Clemente Rosas

Peru (Meleagris gallopavo).

Dos irmãos de meu avô paterno, Joca Viriato, Tonico e Álvaro, conheci apenas o último, que viveu seus últimos anos na vila portuária de Cabedelo, onde tínhamos casa de praia.  Já bem avançado na idade, e vendo pouco, visitava meu pai para pedir ajuda na liquidação dos seus negócios.  O principal deles foi a venda de uma extensa faixa de terreno arenoso na ponta de Camboinha, entre as praias tradicionais do Poço e Formosa.  (Camboinha é hoje praia sofisticada, concorrendo com Tambaú, já incorporada à cidade de João Pessoa).  O coqueiral estava velho, já não rendia, e ele não viveria mais para desfrutar de nova plantação.

Tio Álvaro, como os outros filhos de Dona Sérvula, não era mole.  Mandou fazer, certa vez, uma porteira para o seu sítio, em madeira nobre, possivelmente baraúna, que é de origem nordestina.  Todo orgulhoso dela, descobriu, de repente, que um passante havia tirado a facão algumas lascas da madeira, sabe-se lá com que objetivo.

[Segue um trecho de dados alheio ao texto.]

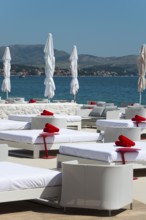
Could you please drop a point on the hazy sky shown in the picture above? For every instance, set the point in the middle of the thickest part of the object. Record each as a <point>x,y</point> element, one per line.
<point>97,27</point>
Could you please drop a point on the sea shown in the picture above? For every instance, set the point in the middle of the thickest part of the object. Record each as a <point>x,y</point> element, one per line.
<point>118,90</point>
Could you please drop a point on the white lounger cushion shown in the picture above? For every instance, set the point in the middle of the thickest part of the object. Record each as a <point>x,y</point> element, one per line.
<point>119,123</point>
<point>15,176</point>
<point>104,152</point>
<point>115,123</point>
<point>64,135</point>
<point>13,125</point>
<point>28,118</point>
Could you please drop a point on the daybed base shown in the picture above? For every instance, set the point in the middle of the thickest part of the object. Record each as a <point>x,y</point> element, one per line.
<point>36,148</point>
<point>28,194</point>
<point>62,158</point>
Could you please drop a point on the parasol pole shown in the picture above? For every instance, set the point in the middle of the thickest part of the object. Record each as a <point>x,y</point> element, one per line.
<point>140,98</point>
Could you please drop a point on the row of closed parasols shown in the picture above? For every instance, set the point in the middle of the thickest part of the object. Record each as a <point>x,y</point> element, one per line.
<point>49,70</point>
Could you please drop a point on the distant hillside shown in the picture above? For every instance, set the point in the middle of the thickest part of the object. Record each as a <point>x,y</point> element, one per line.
<point>33,55</point>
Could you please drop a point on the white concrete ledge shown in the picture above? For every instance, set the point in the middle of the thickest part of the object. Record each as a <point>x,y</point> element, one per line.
<point>37,108</point>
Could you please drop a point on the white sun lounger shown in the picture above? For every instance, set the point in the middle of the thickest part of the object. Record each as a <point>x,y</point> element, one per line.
<point>101,124</point>
<point>6,124</point>
<point>101,153</point>
<point>71,120</point>
<point>22,182</point>
<point>31,140</point>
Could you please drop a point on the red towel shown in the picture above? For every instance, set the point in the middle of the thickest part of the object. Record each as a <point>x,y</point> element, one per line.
<point>125,150</point>
<point>124,141</point>
<point>138,119</point>
<point>50,128</point>
<point>46,112</point>
<point>32,101</point>
<point>93,103</point>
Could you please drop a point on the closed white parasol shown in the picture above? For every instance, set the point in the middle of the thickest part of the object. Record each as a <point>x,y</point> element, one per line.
<point>141,63</point>
<point>74,87</point>
<point>49,67</point>
<point>6,84</point>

Indignado, mas sem poder identificar e punir o predador atrevido, mandou pintar na porteira, em grandes letras vermelhas, a advertência:

BANDIDO E LADRÃO: ARRISCOU-SE MUITO!

No caso da faixa de praia em Camboinha, meu pai intermediou a venda, recusando-se a receber o lote de terreno que lhe foi oferecido, em recompensa.  E, chegando o final do ano, Tio Álvaro resolveu mandar-nos de presente um peru, para a tradicional ceia natalina.  Confiou a tarefa da entrega a um dos cabras que lhe prestavam algum serviço.

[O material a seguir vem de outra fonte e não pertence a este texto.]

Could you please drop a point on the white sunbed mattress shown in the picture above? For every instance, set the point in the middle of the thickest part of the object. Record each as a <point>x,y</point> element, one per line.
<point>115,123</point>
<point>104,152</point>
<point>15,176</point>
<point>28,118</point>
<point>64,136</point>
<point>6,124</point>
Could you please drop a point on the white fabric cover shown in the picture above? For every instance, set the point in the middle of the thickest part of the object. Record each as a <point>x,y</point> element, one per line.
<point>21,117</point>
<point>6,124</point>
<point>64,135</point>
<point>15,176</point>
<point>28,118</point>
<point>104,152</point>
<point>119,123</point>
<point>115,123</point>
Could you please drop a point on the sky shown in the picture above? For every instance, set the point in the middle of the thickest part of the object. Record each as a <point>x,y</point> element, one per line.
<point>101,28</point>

(Abro parêntesis para um breve comentário.  Nunca entendi por que um animal tão delicado e tão dócil como a cabra passou a designar, no Nordeste, seres humanos do chamado sexo forte, nem sempre exemplares.  Pois há cabras bons e cabras ruins.  Os primeiros compreendem duas subcategorias: os “cabras machos” e os “cabras da peste”, sendo estes os que topam qualquer parada, e nunca negam fogo.  Os segundos também comportam divisão: são os “cabras safados” e os “cabras de peia”, entendidos os últimos como os imprestáveis, que só merecem castigo.  Deixo aos leitores a classificação do coadjuvante desta narrativa).

O entregador, com olhos avermelhados e a habitual “cara de leão” dos cachaceiros, chegou ao seu destino com o peru debaixo do braço, e apressou-se em passá-lo às mãos de quem primeiro lhe apareceu no terraço da casa: eu, menino de uns dez a doze anos naquela época.  Não me lembro se me disse quem o mandava.  Simplesmente, recebi a nobre ave e soltei-a no quintal, onde ficou sem ser notada, esquecendo de avisar a minha mãe.

No dia seguinte, em visita, o autor do presente pediu a meu pai confirmação do seu recebimento.  E meu pai:

Que presente?  Um peru?  Não recebi nenhum aqui!

Tio Álvaro retirou-se, carrancudo, voltando algum tempo depois, o cabra alguns passos à sua frente, ele atrás, como se tangesse um garrote manso.

– Foi aqui que você entregou o peru?

– Foi, sim senhor.

– Entregou a quem?

– A um menino.

– Que menino?  Conte essa história direito, rapaz! – já se enfezava o Tio Álvaro.

Para sorte do entregador sob suspeita, eu apareci no terraço, inesperadamente.

– Foi esse aí, seu Álvaro.

E eu confirmei o fato, na santa ingenuidade infantil, nem nenhuma noção do problema que poderia ter causado.

Tudo esclarecido, o peru foi identificado, e, nos estilos, sacrificado para a ceia de Natal. Com aproveitamento da carcaça, no dia seguinte, em uma especialidade da nossa mesa, louvada por quantos forasteiros já a degustaram: a “feijoada de peru””.